Copper prices jumped another 1.5% over the weekend to be up 15% so far this year.

The commodities team at investment HSBC say the surge is the result of a “super squeeze” in supply and demand.

$US/tonne(Bloomberg, HSBC)

“Underinvestment in copper mines combined with a wave of ‘green demand’ that is coming from the energy transition, is making the copper market tighter than usual,” HSBC wrote in a note to clients.

Demand for copper has been long regarded as a leading indicator of global economic activity.

High demand is more often a pre-cursor to a global manufacturing boom given it is used in so many industrial processes.

Dr Copper’s prognosis on falling demand is generally grim news for the global economy.
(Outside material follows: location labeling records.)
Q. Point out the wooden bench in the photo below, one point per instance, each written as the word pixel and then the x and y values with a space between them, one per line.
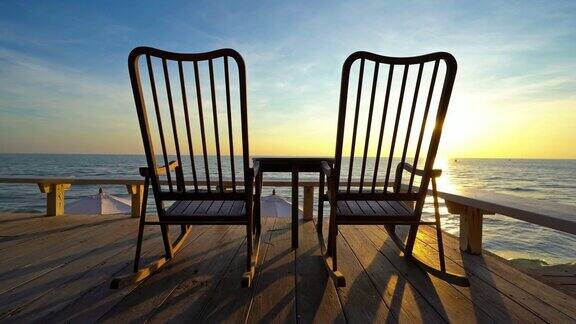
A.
pixel 472 205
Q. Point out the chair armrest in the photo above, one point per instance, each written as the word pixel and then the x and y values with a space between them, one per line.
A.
pixel 145 171
pixel 326 169
pixel 408 167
The HSBC house view is not unique.

“The copper-intensity of the energy transition means that copper demand is set to be structurally higher for decades to come,” it says, noting copper is a key input into electrification, used in transmission lines, electrical infrastructure and vehicles.

It’s a big part of the reason BHP is pursuing Anglo American’s copper mines.

The big miners seem to prefer buying others mines than going through all the hassle, risk and cost of developing new ones.

“The projected annual investment spend on copper over the next four years is less than half the nominal spend that occurred at the peak of the last China led ‘super cycle’, between 2011 and 2014,” HSBC says.

On Standard and Poor’s reckoning global copper production is currently around 22 million tonnes a year, well short of the forecasts that 50 million tonnes year will be needed by 2035.

Whether the current price spike is a harbinger of an upswing in the global economic cycle or a narrowly based energy transition story, HSBC says it doesn’t really matter, the supply/demand squeeze will be in place for some time yet and prices are only likely to increase.